医療事務の仕事をしているUさんは、病院での長い勤務の間に、沢山の患者さんと接してきた。余命わずかな患者さんとの触れ合いや、患者さんの死を目の当たりにした経験から、自分の人生について考えるようになったという。Uさんの仕事は非常に激務だった。仕事に追われる日々の中で、ある気持ちが芽生えた。「自分は健康な体を持っているのに、なぜこんなに人生に苦しんでいるんだろう。人生は仕事だけではないはずだ。」自分の生き方を変えたい。そう思った時、Uさんが情熱を傾けたのは海外旅行だった。海外を旅しながら記事を書いて生計を立てるという生き方ができないだろうか。そう思い立ち、ライター講座を探した。そしてこのライター講座を見つけ、「とにかくやってみよう」と飛び込んだ。

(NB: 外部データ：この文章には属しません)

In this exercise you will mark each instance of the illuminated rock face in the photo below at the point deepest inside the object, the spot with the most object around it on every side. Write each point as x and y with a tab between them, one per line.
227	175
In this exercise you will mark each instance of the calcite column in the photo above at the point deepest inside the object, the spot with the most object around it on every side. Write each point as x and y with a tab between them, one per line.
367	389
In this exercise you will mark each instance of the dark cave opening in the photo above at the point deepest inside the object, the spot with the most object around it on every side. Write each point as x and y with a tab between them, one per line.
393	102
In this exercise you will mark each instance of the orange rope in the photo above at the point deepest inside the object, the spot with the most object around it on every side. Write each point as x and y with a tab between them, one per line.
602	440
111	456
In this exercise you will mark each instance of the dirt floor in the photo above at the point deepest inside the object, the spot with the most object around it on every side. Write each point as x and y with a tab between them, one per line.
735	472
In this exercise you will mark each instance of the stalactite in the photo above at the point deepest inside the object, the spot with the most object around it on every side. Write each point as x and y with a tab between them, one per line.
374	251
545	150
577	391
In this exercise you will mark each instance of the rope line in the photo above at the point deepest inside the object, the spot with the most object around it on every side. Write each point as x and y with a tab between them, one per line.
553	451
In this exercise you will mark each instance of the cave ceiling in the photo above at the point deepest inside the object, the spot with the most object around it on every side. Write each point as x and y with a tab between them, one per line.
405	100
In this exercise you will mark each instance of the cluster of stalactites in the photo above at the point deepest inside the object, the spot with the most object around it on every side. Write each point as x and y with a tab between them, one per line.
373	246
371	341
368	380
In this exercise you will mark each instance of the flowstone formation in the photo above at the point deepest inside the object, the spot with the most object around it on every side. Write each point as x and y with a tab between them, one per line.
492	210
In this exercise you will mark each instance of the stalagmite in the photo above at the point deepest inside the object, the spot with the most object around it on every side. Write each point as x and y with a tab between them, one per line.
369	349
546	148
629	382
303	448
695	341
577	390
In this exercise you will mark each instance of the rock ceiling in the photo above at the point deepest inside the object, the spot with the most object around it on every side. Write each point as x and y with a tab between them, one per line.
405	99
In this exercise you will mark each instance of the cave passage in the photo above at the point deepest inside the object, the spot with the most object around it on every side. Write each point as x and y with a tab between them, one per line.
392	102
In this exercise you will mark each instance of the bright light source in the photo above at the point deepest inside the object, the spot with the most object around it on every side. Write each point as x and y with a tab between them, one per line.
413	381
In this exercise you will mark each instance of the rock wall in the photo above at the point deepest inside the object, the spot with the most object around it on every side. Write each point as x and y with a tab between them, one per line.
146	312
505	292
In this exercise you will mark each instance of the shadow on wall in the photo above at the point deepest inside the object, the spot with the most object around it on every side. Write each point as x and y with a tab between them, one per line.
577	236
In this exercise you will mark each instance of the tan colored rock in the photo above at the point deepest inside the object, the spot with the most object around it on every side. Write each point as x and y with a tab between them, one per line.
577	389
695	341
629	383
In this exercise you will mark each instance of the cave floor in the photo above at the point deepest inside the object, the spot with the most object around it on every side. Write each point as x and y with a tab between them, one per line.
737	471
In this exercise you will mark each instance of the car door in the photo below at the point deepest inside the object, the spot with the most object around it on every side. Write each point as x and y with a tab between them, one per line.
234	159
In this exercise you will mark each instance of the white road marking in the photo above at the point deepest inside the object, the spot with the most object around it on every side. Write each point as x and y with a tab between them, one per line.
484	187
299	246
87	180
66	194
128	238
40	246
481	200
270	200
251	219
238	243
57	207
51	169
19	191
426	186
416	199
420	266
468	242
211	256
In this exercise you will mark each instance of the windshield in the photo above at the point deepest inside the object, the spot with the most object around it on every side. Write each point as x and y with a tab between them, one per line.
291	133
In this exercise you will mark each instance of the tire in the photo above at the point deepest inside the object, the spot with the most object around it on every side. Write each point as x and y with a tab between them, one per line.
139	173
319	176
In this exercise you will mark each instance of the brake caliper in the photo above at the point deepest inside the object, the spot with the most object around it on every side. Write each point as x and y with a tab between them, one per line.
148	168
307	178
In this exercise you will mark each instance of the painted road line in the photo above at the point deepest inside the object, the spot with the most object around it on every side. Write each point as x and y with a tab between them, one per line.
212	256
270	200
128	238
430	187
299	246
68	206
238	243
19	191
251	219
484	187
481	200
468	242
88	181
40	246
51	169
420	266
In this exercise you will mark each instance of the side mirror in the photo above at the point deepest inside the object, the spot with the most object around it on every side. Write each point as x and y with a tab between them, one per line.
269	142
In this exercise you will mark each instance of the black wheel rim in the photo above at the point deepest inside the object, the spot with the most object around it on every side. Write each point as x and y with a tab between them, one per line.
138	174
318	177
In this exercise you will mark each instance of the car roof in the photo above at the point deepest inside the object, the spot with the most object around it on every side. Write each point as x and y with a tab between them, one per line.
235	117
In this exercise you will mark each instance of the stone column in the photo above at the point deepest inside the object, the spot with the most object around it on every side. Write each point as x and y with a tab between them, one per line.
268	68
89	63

講座を受けて、一番役に立ったことは何かをUさんに伺うと、こんな答えが返ってきた。「もちろん、文章を書く方法を学ぶことができました。でも、自分はそれ以外にもっと大きな気づきを得ました。」とUさんは言う。「文章を添削してもらって、自分の文章には色がないことに気が付いたんです。自分の文章には色、つまり具体例がない。自分は、具体的に書きたいことを経験していない人生を送ってきたのだということに気が付きました。なんという生き方をしてきてしまったのか。今後は、180度違う人生を送りたい。そう強く思いました。」
最後に、受講を検討している人に伝えたいことがあるかを伺った。受講前、Uさんは文章を書いた経験が無い自分が講座についていけるか不安だったという。受講生は、書くことについて専門的に学んできた、真剣にライターを目指す学生ばかりなのではないか。そう考えて、受講をためらう気持ちがあったとUさんは語る。しかし実際に講座を受け、受講者全員の文章を読み、それに対する講師の講評を聞いて、みんな完璧じゃないことに気づいたという。そして、「自分も頑張ろう」という気になれた。
「不安に思っているのはみんな一緒ですよ。」Uさんは言う。「自分のような文章を書いた経験が全くない人もこの講座で頑張っています。まずは第一歩を踏み出してください。入門コースでも、頑張れは、必ず次につながります。人と比べても意味がありません。劣等生でもいいから、開き直ってやり抜きましょう。自分次第で、必ず得るものがあります。」